In the intellectual community around Amherst and Northampton, it’s cool to be anti-zionist. Anti-zionism is antisemitism, make no mistake. Jews have been kicked around countries of the world for generations. And now there is a Jewish home and this is what we get. It’s a shame that Palestinians suffer but it’s not just the fault of Israel.

Now if they really wanted to divest from Israel, they probably wouldn’t be able to keep their business open because of all the Israeli-developed technology they use.

Liam Tubie

The guy at Spooky is a total nightmare. He makes promises that he cannot keep and makes endless excuses. True, he is making a comeback but I cant see it going on for much longer.

Ridolfo Bottle

spookys look like decent bikes.
but if these apparent anti-Semitic gestures are true, i definitely won’t be giving this guy my business.

Gherardo Skidmark

so what’s wrong with the Cannondale?

he switches post and saddle on it, lowers seat and sets it farther back. did you check whether your knee still bisected the pedal spindle in new position? odds are that it still does or is very close.

how does that mean you need a custom frame?

who originally fit you on the bike?

sounds like you should be skeptical. how different will the geometry of this frameset be, compared to the cannondale?

your current bike has a ~73 seat tube angle, you can buy or currently have a 30mm offset post, and you can buy 170mm cranks.

one variable at a time. why changing two at once (frame and fit if fit was wrong)?

jyalpert

Chad Butts originally fit me when I first started cycling in May of 2009. At that point, I had range of motion issues and serious lack of flexibility that caused knee pain. I have since spoken with him about that fit, and it was really the only position possible for me at the time.

However, as I have improved in strength and flexibility, I can now handle a ‘normal’ position on the bike. I saw Chad again a couple weeks ago, and he ‘dialed me in’ a bit, and seemed much happier with my new position . . . but he also agrees I’m a good candidate for a custom frame (primarily very long top tube to balance me out, and higher head tube as my body has been rotated up and back around my hips, vs. Cannondale).

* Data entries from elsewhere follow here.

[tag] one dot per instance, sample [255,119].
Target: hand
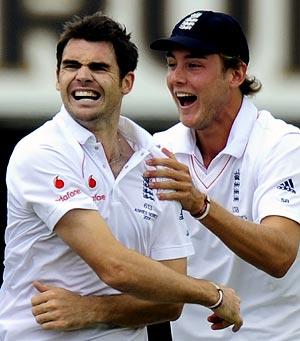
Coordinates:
[228,313]
[59,309]
[179,182]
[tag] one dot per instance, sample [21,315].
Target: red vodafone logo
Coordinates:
[92,182]
[58,183]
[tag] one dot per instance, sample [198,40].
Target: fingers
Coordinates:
[168,153]
[170,162]
[41,287]
[220,323]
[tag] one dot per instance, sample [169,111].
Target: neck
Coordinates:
[212,140]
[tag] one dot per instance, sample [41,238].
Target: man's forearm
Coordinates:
[128,311]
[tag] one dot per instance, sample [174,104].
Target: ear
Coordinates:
[57,81]
[127,83]
[238,75]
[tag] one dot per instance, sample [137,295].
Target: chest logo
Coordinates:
[92,182]
[287,185]
[58,183]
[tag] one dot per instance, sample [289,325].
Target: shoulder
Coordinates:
[46,144]
[170,135]
[270,131]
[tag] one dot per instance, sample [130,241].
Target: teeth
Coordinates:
[183,94]
[85,93]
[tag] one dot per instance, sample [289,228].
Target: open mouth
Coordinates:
[185,98]
[86,95]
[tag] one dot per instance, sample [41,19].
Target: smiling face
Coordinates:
[200,86]
[89,82]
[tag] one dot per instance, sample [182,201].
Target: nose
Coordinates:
[84,74]
[177,75]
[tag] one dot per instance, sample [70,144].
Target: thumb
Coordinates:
[168,153]
[41,287]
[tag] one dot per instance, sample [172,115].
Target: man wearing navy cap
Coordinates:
[238,181]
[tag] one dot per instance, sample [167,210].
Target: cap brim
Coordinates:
[167,44]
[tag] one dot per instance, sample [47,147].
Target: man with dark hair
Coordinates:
[239,179]
[81,215]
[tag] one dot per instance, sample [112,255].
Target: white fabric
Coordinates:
[250,178]
[59,167]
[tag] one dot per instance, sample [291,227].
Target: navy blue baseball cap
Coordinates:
[208,32]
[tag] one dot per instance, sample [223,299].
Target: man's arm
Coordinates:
[86,232]
[271,246]
[69,311]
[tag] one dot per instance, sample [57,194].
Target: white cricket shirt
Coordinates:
[59,167]
[256,175]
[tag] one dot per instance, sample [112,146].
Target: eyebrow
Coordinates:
[189,55]
[90,65]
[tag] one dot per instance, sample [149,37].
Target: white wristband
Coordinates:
[221,296]
[205,211]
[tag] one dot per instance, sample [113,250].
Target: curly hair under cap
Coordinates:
[99,27]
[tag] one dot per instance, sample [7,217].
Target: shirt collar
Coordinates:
[185,141]
[135,134]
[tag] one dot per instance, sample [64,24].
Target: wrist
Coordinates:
[219,302]
[203,212]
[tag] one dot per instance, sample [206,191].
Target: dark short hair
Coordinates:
[99,27]
[251,84]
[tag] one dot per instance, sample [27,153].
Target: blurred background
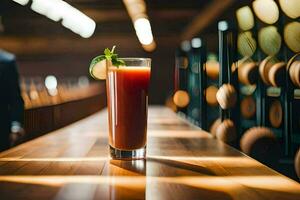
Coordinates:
[46,47]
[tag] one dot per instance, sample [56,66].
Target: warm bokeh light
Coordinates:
[196,42]
[246,44]
[266,10]
[51,82]
[71,18]
[269,40]
[181,98]
[138,14]
[292,36]
[290,7]
[143,31]
[245,18]
[22,2]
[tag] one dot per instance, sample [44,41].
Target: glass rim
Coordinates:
[135,58]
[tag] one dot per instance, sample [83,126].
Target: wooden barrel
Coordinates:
[210,95]
[214,126]
[275,114]
[248,73]
[294,73]
[226,131]
[226,96]
[276,74]
[264,68]
[261,144]
[248,107]
[212,69]
[181,98]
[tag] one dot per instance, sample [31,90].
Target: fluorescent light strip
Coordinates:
[71,18]
[143,31]
[22,2]
[137,11]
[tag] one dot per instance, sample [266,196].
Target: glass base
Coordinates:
[118,154]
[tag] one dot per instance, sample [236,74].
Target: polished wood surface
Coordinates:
[183,162]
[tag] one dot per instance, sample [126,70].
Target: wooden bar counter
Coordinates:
[183,162]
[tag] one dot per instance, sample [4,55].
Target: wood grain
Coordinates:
[183,162]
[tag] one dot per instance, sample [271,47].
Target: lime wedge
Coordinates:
[98,68]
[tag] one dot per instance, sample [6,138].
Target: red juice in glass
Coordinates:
[127,97]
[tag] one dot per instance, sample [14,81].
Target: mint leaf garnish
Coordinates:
[111,56]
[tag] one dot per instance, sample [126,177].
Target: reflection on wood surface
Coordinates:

Also, I completely agree expert fitters add huge value. I realize that section of the article appears to be critical of fitters, but I did not mean it that way – simply, my body is so messed up that traditional methods don’t necessarily apply. Chad is great and I’d recommend him to anyone. I will take my Spooky to him for another fit after Mark Purdy builds it up.

Jeff

Doffo O-Ring

Well fuck him then. Today intuitive, natural bike fitting, tomorrow Kike-fitting into the ovens. Fucking pseudo-intellectuals.

Ivan Bentspoke

Wow, he may or may not be an anti-semite, but that is a fairly serious thing to casually throw at him based on that link on the website. He may be naive, misguided, lack a nuanced understanding of the region or any number of explanations. You can call him an idiot and refuse to buy his products, but you do not know what he actually feels and it’s very presumptuous of you to assume that you do.